Color, 1976, 106 mins.

Directed by Alfred Sole

Starring Linda Miller, Mildred Clinton, Paula E. Sheppard, Niles McMaster, Jane Lowry, Rudolph Willrich, Brooke Shields, Alphonso DeNoble, Michael Hardstark, Tom Signorelli, Lillian Roth / Produced by Rick Rosenberg / Music by Stephen Lawrence / Written by Rosemary Ritvo and Alfred Sole

Format: DVD - Anchor Bay (MSRP $24.95)

Letterboxed (1.85:1) / Dolby Digital Mono


Along with Pete Walker's underrated The Confessional, the jarring '76 shocker Communion attacks the foundations of Catholicism as swiftly and viciously as any film of its era. Most low-budget horror films over the past decade and a half have offered little in the way of political substance or attempted to sustain any kind of sociological viewpoint, but Communion jumps in head first and practically dares viewers to remain passive. Later reissued under its most famous title, Alice, Sweet Alice (and in a sliced-up 96 minute edition called Holy Terror), this caustic little gem has finally managed to build a reputation for itself far outside the mere presence of child star Brooke Shields in a small supporting role.

Catherine Spages (Linda Miller), a devout young Catholic woman, has two daughters, Alice (Paula E. Sheppard, later in Liquid Sky) and Karen (Shields). While Karen is a sweet good girl looking forward to her first communion, the older Alice becomes increasingly jealous and dislocated from her family. In fact, Alice often retreats to her apartment basement where she keeps cockroaches in a jar and causes various kinds of mayhem involving the other tenants. When Karen is brutally murdered at the church before receiving communion, suspicion immediately falls upon Alice. Catherine's estranged husband, Dom (Niles McMaster of Bloodsucking Freaks fame), arrives for the funeral and becomes entangled in the twisted murder plot as more attacks occur.

Crammed with surprises and offbeat touches, Alice can be a disorienting experience on first viewing but yields countless rewards along the way. Even minor characters are memorably sketched, particularly Alice's ridiculously obese neighbor, Mr. Alphonso (DeNoble, another Bloodsucking Freaks alumnus). The knife attacks remain genuinely shocking and frightening even now, with one agonizing and brilliantly sustained murder sequence stealing the show entirely near the end. The film's low budget actually helps it, with the unusual New Jersey locations lending everything a surreal, all too believable atmosphere of religious repression and domestic tension ready to explode. Organized religion remains at the center as the primary corrupting force, favoring certain people at random over others and instigating malice and betrayal at every turn. The film itself chooses to treat people in the same manner to drive the point home, randomly knocking off characters whether they deserve it or not.

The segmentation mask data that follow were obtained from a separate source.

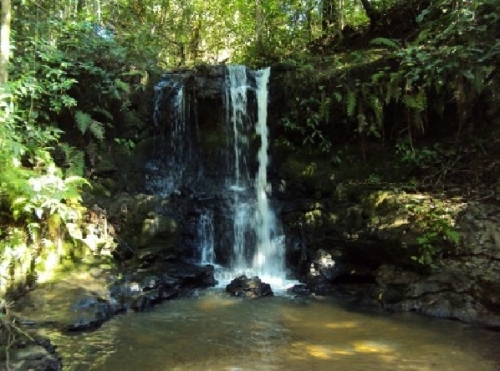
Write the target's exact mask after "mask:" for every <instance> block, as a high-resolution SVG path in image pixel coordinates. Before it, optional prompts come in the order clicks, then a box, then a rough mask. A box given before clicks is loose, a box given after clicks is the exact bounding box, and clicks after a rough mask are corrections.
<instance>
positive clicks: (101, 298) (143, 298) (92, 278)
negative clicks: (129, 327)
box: [13, 262, 217, 331]
mask: <svg viewBox="0 0 500 371" xmlns="http://www.w3.org/2000/svg"><path fill="white" fill-rule="evenodd" d="M91 271H93V270H92V269H88V272H89V273H87V274H86V275H85V277H84V278H82V277H81V276H75V277H73V276H71V275H68V276H67V277H65V278H64V279H63V280H61V281H59V282H56V283H53V284H49V285H41V286H40V287H39V288H38V289H37V290H35V291H33V292H30V293H28V294H27V295H26V296H25V297H23V298H22V299H20V300H19V301H18V303H17V304H16V305H17V306H18V307H19V308H18V309H17V308H16V310H15V311H13V312H15V314H16V317H17V318H19V322H20V323H24V324H27V325H29V326H30V327H31V328H34V329H36V328H40V327H51V328H58V329H61V330H63V331H86V330H93V329H96V328H98V327H100V326H101V325H102V323H104V322H105V321H107V320H109V319H110V318H111V317H113V316H114V315H116V314H118V313H120V312H124V311H127V310H134V311H145V310H148V309H149V308H151V307H152V306H153V305H155V304H158V303H160V302H162V301H164V300H169V299H173V298H175V297H178V296H181V295H189V294H190V293H191V292H192V291H193V290H195V289H198V288H206V287H211V286H214V285H215V284H216V283H217V281H216V280H215V279H214V276H213V274H214V268H213V267H212V266H197V265H193V264H187V263H183V264H180V263H179V264H174V263H169V262H157V263H156V264H154V265H153V266H151V267H150V268H148V269H139V270H138V269H137V268H133V267H131V268H129V269H128V271H125V270H123V271H122V272H120V273H118V272H116V271H108V272H106V271H105V270H100V276H99V277H97V276H96V277H94V276H92V275H91V274H90V272H91ZM96 272H97V271H96ZM96 274H97V273H96Z"/></svg>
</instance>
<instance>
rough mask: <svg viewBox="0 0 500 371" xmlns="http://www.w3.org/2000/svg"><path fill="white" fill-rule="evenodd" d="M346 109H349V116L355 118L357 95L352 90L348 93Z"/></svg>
mask: <svg viewBox="0 0 500 371" xmlns="http://www.w3.org/2000/svg"><path fill="white" fill-rule="evenodd" d="M346 107H347V116H348V117H353V116H354V110H355V108H356V94H355V93H354V92H353V91H351V90H350V91H348V92H347V102H346Z"/></svg>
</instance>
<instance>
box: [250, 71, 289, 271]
mask: <svg viewBox="0 0 500 371" xmlns="http://www.w3.org/2000/svg"><path fill="white" fill-rule="evenodd" d="M270 72H271V69H270V68H269V67H268V68H266V69H264V70H261V71H257V73H256V85H257V89H256V90H257V124H256V132H257V134H258V135H259V137H260V141H261V144H260V149H259V153H258V163H259V169H258V172H257V177H256V179H255V190H256V197H257V209H256V211H255V216H256V226H255V229H256V233H257V251H256V255H255V257H254V261H253V268H254V269H256V270H257V273H258V275H259V276H260V277H261V278H264V277H272V278H281V279H284V278H285V277H284V272H285V269H284V254H283V251H284V246H282V242H283V238H282V237H281V236H277V230H276V220H275V216H274V213H273V211H272V210H271V208H270V206H269V200H268V197H267V193H268V188H269V184H268V182H267V167H268V164H269V156H268V148H269V132H268V128H267V103H268V89H267V85H268V83H269V76H270Z"/></svg>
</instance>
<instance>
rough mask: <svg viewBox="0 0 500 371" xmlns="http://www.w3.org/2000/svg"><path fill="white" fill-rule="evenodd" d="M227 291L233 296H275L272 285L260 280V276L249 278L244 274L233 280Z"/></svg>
mask: <svg viewBox="0 0 500 371" xmlns="http://www.w3.org/2000/svg"><path fill="white" fill-rule="evenodd" d="M226 291H227V292H229V293H230V294H231V295H233V296H238V297H249V298H257V297H263V296H273V295H274V293H273V291H272V290H271V286H270V285H269V284H267V283H264V282H262V281H261V280H260V278H259V277H252V278H247V276H245V275H242V276H240V277H237V278H235V279H234V280H232V281H231V283H230V284H229V285H227V286H226Z"/></svg>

Though similar on the surface, Anchor Bay's DVD remarkably improves on the previous Roan Group laserdisc by toning down much of the oversaturated, distorted colors (especially red!) which marred that transfer. The source materials are also in much better shape, freed from the distracting speckles and other damage littering the laserdisc, and the 1.85:1 framing is much more accurate than the squeezed, unsatisfying Roan presentation. The laser was touted as a "director's cut" on the packaging and the print itself, which meant Sole actually tightened the film a little bit, as he felt the editing was rushed and incomplete when the film was originally released. As noted in Video Watchdog, the most significant cut removes a phone call from Dom's current wife, a deletion which seems to sharply divide the film's admirers. Overall the fleeting trims amount to about a minute and a half, allowing Sole to copyright this print and finally reclaim the film as his own. The Anchor Bay DVD reinstates the footage, allowing it to be promoted as the "uncut version," and the commentary has been readjusted accordingly. Sole's commentary provides some nice anecdotes about the making of the film, including a revelation of Shepherd's real age at the time and an explanation for the absence of music over the end credits (the end credit music is now restored for the first time ever). Unfortunately, Sole was never again given the opportunity to shine like he does here; Alice was actually his second film, made after a Gothic hardcore porn effort called Deep Sleep, and his subsequent efforts included the surreal "Vanity boffs a monkey" vehicle Tanya's Island and the slasher parody Pandemonium. The DVD also replicates the extras from the Roan disc, namely the alternate Communion opening credits and a collection of stills from the film. A nice package, to be sure, but here it really is the film that matters, and fortunately the last twenty-five years have been very kind, allowing Alice to chill as deeply as ever.